THE LIFE-GIVING LOOK.

A WORD FOR THE NEW YEAR.

BY THE EDITOR.

E cannot do better than start our New Year with the beautiful words of our blessed Lord, which are illustrated by our first picture.

They tell us very plainly that the life secret of the saved

is a simple believing look to the Lord Jesus Christ. This brings, under the Holy Spirit's teaching, life from that death "in trespasses and sins," in which all " by nature" are involved (Ephes. ii. 1-3). This brings peace from the heavy condemnation on account of sin to the deepest of earth's sinners who believes that God made Christ "to be sin" for him, that he "might be made the righteousness of God" in Christ (2 Cor. v. 21). Then follows the consciousness of acceptance and salvation, which is the happy privilege of every true believer.

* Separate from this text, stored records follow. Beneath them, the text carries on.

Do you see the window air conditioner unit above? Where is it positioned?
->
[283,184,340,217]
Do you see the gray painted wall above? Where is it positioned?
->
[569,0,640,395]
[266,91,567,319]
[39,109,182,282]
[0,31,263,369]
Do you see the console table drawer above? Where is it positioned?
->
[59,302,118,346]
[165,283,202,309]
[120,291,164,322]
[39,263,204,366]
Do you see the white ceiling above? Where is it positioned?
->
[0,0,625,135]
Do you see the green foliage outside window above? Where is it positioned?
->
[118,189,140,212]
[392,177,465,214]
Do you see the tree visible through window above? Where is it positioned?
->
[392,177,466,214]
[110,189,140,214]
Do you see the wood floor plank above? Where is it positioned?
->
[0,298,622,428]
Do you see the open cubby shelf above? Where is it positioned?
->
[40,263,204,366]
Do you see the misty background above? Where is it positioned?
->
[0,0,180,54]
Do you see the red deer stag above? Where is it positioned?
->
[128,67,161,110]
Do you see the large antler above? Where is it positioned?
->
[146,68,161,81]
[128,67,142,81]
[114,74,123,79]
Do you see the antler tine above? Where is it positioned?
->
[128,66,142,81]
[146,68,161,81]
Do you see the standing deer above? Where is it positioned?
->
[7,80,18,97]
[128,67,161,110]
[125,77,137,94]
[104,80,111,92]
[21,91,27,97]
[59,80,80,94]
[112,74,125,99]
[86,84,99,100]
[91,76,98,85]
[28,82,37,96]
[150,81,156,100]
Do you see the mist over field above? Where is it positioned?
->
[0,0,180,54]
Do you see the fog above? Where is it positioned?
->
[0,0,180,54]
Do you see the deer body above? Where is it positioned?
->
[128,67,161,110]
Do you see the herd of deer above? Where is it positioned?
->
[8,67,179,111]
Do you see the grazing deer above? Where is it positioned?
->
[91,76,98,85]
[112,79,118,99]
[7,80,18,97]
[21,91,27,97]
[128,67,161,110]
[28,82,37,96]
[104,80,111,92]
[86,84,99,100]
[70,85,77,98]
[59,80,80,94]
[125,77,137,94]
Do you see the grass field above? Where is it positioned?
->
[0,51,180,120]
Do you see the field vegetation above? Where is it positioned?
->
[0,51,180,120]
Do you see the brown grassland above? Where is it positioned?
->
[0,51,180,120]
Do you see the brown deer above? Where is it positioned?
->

After this comes the life of devotion to God, as His reconciled child in Christ Jesus, which it is also the happy privilege of the believer daily to live. Life has its sorrows, conflicts, trials, difficulties, for the child of God; but the secret of finding life at the first is also the secret of maintaining it and living it out. There must be the same believing look to Christ each moment, for comfort, grace, and strength, as well as for a constant example, in whose most blessed steps to walk.

Will our readers see that they start the New Year in this spirit? It is a solemn time, and seems especially a season for seeing that our hearts are right. Will any who are still living for this world alone, its follies and its sins, look unto Him for that pardon and reconciliation with God, which alone can enable them to commence a really Christian life? And, if they have got as far as this, will they remember to renew and keep up that believing look, as the constant power for daily life, all through this coming year ?

SAVING, BECAUSE SAVED.

SAVING, BECAUSE SAVED.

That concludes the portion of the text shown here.